There is a consensus, in the Leadership and Management industry, that there are a number of different ways of leading, each with their own various strengths and weaknesses. Many of these styles are transactional – finding ways of connecting people with the higher goals of the company, or connecting with an employee’s motivation and utilising that as a tool for productivity. The management and leadership styles of the previous century, however, are starting to dwindle as a new style of corporate leadership emerges and proves its worth.
In increasing numbers, leadership coaching and development literature is emphasising the value of emotional intelligence on the effectiveness of leadership in the workplace.
Emotional intelligence is the quality to recognise and appropriately handle one’s own emotions, and those of others. In a corporate setting, it is about leaders being emotionally aware of their own internal world and the way that it impacts their interactions with peers and employees.
Daniel Goleman, one of the leading voices for Emotional Intelligence in leadership, talks extensively about the value of meditation and intentionality as a crucial part of an outstanding leader’s repertoire of holistic health. In the process of meditating and reflecting – of being still, one places oneself in a position of internal honesty – allowing personal vulnerability and the space to probe one’s own intentions and emotions is an enormous step towards self-control, transparency and empathy in the general day-to-day of workplace interactions.
Beginning the process of developing emotional intelligence is simple – it requires a commitment to regularly spend a small amount of time going slow. Simple, but not easy.
Here are a few useful steps to help you develop you own emotional intelligence:
Slow down and feel your feelings.
Becoming aware of your feelings is difficult – life is busy and noisy. Set a timer for a few points during your day, and make the space to take a few deep breaths and turn your attention inwards: how are you feeling? How is that emotion interacting with your physical body? Just spending two minutes doing a ‘check up’ a couple of times a day increases your ongoing awareness of your internal life.
Find a way to release your negative emotions.
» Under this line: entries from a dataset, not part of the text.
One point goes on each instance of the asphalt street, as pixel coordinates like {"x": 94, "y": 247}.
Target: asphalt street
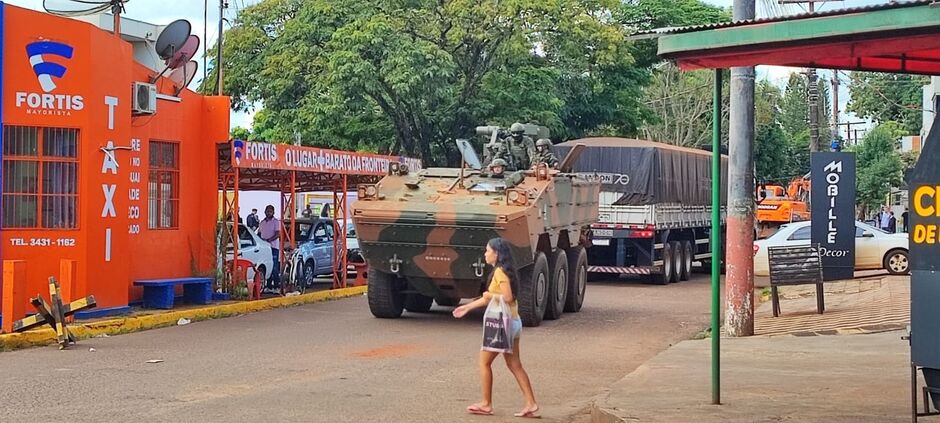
{"x": 334, "y": 362}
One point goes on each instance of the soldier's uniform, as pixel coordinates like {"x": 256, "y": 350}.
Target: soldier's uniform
{"x": 517, "y": 149}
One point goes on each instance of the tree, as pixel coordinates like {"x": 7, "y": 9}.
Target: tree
{"x": 794, "y": 113}
{"x": 886, "y": 97}
{"x": 408, "y": 76}
{"x": 682, "y": 107}
{"x": 239, "y": 133}
{"x": 879, "y": 164}
{"x": 644, "y": 15}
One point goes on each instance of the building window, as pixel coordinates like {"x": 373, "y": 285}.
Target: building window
{"x": 40, "y": 177}
{"x": 164, "y": 185}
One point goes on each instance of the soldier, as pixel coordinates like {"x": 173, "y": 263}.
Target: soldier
{"x": 544, "y": 153}
{"x": 497, "y": 168}
{"x": 519, "y": 148}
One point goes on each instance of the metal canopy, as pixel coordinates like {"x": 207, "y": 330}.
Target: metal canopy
{"x": 898, "y": 38}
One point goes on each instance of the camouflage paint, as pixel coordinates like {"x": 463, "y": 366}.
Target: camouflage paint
{"x": 440, "y": 234}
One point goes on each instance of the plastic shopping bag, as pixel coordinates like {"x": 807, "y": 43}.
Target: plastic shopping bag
{"x": 496, "y": 326}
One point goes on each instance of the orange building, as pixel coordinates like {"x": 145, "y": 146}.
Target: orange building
{"x": 93, "y": 193}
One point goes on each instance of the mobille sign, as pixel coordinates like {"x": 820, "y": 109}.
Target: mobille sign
{"x": 833, "y": 214}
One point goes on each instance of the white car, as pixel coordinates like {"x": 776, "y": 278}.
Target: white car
{"x": 252, "y": 248}
{"x": 874, "y": 248}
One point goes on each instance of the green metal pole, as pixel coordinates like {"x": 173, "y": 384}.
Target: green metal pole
{"x": 716, "y": 239}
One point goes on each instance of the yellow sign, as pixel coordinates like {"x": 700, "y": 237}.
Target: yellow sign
{"x": 926, "y": 205}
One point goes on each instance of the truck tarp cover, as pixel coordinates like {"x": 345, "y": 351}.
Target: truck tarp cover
{"x": 648, "y": 172}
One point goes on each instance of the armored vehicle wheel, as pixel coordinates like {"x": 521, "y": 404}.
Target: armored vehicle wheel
{"x": 385, "y": 298}
{"x": 577, "y": 278}
{"x": 557, "y": 285}
{"x": 533, "y": 291}
{"x": 687, "y": 256}
{"x": 447, "y": 301}
{"x": 417, "y": 303}
{"x": 664, "y": 276}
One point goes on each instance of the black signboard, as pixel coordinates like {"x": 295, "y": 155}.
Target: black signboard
{"x": 833, "y": 212}
{"x": 924, "y": 240}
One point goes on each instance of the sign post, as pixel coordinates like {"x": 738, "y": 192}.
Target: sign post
{"x": 833, "y": 214}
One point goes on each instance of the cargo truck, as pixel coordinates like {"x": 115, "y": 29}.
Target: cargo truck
{"x": 654, "y": 215}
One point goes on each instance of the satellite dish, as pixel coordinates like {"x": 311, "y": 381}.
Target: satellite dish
{"x": 469, "y": 155}
{"x": 72, "y": 8}
{"x": 185, "y": 52}
{"x": 172, "y": 38}
{"x": 183, "y": 75}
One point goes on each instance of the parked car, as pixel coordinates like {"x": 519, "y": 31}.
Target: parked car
{"x": 252, "y": 248}
{"x": 874, "y": 248}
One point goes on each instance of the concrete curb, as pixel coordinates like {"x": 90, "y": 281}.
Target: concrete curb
{"x": 46, "y": 336}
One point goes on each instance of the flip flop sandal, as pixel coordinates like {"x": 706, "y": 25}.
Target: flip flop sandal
{"x": 475, "y": 409}
{"x": 529, "y": 415}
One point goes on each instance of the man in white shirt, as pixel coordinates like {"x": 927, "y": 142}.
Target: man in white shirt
{"x": 270, "y": 231}
{"x": 884, "y": 219}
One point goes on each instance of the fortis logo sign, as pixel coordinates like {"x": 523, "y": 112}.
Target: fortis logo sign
{"x": 48, "y": 59}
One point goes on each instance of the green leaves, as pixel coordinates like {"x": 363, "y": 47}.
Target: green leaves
{"x": 879, "y": 164}
{"x": 888, "y": 97}
{"x": 409, "y": 76}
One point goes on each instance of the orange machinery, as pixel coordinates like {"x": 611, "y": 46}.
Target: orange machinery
{"x": 777, "y": 205}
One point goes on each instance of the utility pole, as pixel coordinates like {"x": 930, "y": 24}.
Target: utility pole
{"x": 813, "y": 97}
{"x": 835, "y": 104}
{"x": 739, "y": 285}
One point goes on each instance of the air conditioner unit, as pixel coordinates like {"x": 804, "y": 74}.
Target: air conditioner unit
{"x": 145, "y": 98}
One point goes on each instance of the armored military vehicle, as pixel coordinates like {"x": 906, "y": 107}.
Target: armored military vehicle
{"x": 423, "y": 235}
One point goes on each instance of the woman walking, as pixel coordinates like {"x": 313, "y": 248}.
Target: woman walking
{"x": 504, "y": 281}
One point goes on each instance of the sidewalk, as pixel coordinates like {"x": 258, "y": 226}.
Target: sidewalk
{"x": 152, "y": 319}
{"x": 786, "y": 374}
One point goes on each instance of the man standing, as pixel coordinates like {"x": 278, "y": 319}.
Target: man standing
{"x": 520, "y": 148}
{"x": 252, "y": 220}
{"x": 904, "y": 220}
{"x": 270, "y": 231}
{"x": 884, "y": 218}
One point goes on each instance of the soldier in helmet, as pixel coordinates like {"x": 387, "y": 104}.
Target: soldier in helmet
{"x": 519, "y": 148}
{"x": 544, "y": 153}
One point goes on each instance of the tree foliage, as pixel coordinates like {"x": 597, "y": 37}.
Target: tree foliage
{"x": 886, "y": 97}
{"x": 408, "y": 76}
{"x": 879, "y": 165}
{"x": 681, "y": 103}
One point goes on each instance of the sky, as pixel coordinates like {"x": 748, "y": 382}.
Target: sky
{"x": 165, "y": 11}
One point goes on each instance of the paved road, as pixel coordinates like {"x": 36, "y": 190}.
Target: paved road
{"x": 334, "y": 362}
Psychologists and theologians share their opinions about negative emotions: like stones, negative emotions weigh us down and impair our ability to see clearly. The discipline of radical acceptance is an excellent tool to manage negative emotions: Linehan talks about the benefit of holding the thought for a moment, but responding with an accepting statement, such as “this is what it is” and allowing the thoughts and feelings to pass. Waiting for the wave of immediate emotion to pass allows us to more objectively deal with the immediate situation. The more you practice ‘riding the wave’, the more readily you can do it, and the more immediately present you are able to become.
Find a trusted companion to communicate honestly with.
Building a vulnerable, honest relationship with a trusted companion is vital: it creates a specific context in which one can express and verbally process the challenges and emotional burdens one carries, and consequently limits the impact that those challenges have on colleagues and professional relationships.
Observe your internal reactions and your external responses to others.
Its easy to slip into defence mode when we are stressed: we default quickly to judgement in an instinctive attempt to boost our own confidence, but taking a moment to intentionally focus on the emotion behind the response provides an opportunity to diffuse the emotional charge. Begin your learning by taking stock at the end of the day: reflect back on a difficult emotional moment, and allow yourself the space to observe how it felt and how you reacted. Don’t be afraid to ask yourself ‘why?’ and be determined to learn from your own internal observation.
After implementing some of these strategies, with the determination to grow your own emotional intelligence, take some time to observe the ways in which your interactions with employees or colleagues has shifted. Observe how your approach to conflict management has developed or empathy and compassion has emerged. Be encouraged! Growing your emotional intelligence is a valuable exercise and will have positive impact on your professional – and personal – relationship dynamics.